…On the fifteenth day of this seventh month is the Festival of Sukkot, seven days for the L-RD. -Leviticus 23:34
The Festival of Sukkot begins on Tishri 15, the fifth day after Yom Kippur. It is quite a drastic transition, from one of the most solemn holidays in our year to one of the most joyous.
Sukkot is so unreservedly joyful that it is commonly referred to in Jewish prayer and literature as Z’man Simchateinu , the Season of our Rejoicing.
Sukkot is the last of the Shalosh R’galim (three pilgrimage festivals). Like Passover and Shavu’ot, Sukkot has a dual significance: historical and agricultural.
Sukkot commemorates the forty-year period during which the children of Israel were wandering in the desert, living in temporary shelters. Agriculturally, Sukkot is a harvest festival and is sometimes referred to as Chag Ha-Asif , the Festival of Ingathering.

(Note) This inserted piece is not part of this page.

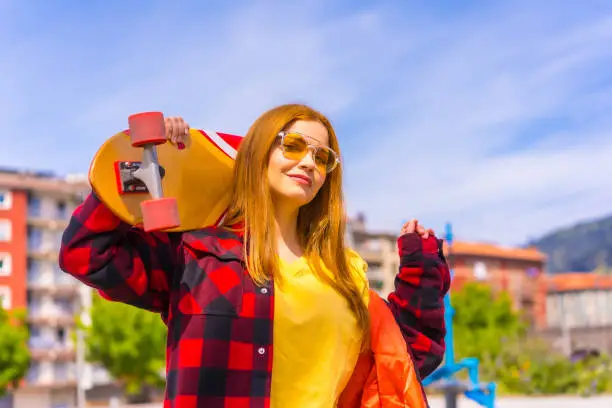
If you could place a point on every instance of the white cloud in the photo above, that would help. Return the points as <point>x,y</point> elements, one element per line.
<point>435,114</point>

The word “Sukkot” means “booths,” and refers to the temporary dwellings that we are commanded to live in during this holiday in memory of the period of wandering.
The Hebrew pronunciation of Sukkot is “Sue COAT,” but is often pronounced as in Yiddish, to rhyme with “BOOK us.” The name of the holiday is frequently translated “Feast of Tabernacles,” which,
like many translations of Jewish terms, isn’t very useful. This translation is particularly misleading, because the word “tabernacle” in the Bible refers to the portable Sanctuary in the desert,
a precursor to the Temple, called in Hebrew “mishkan.” The Hebrew word “sukkah” (plural: “sukkot”) refers to the temporary booths that people lived in, not to the Tabernacle.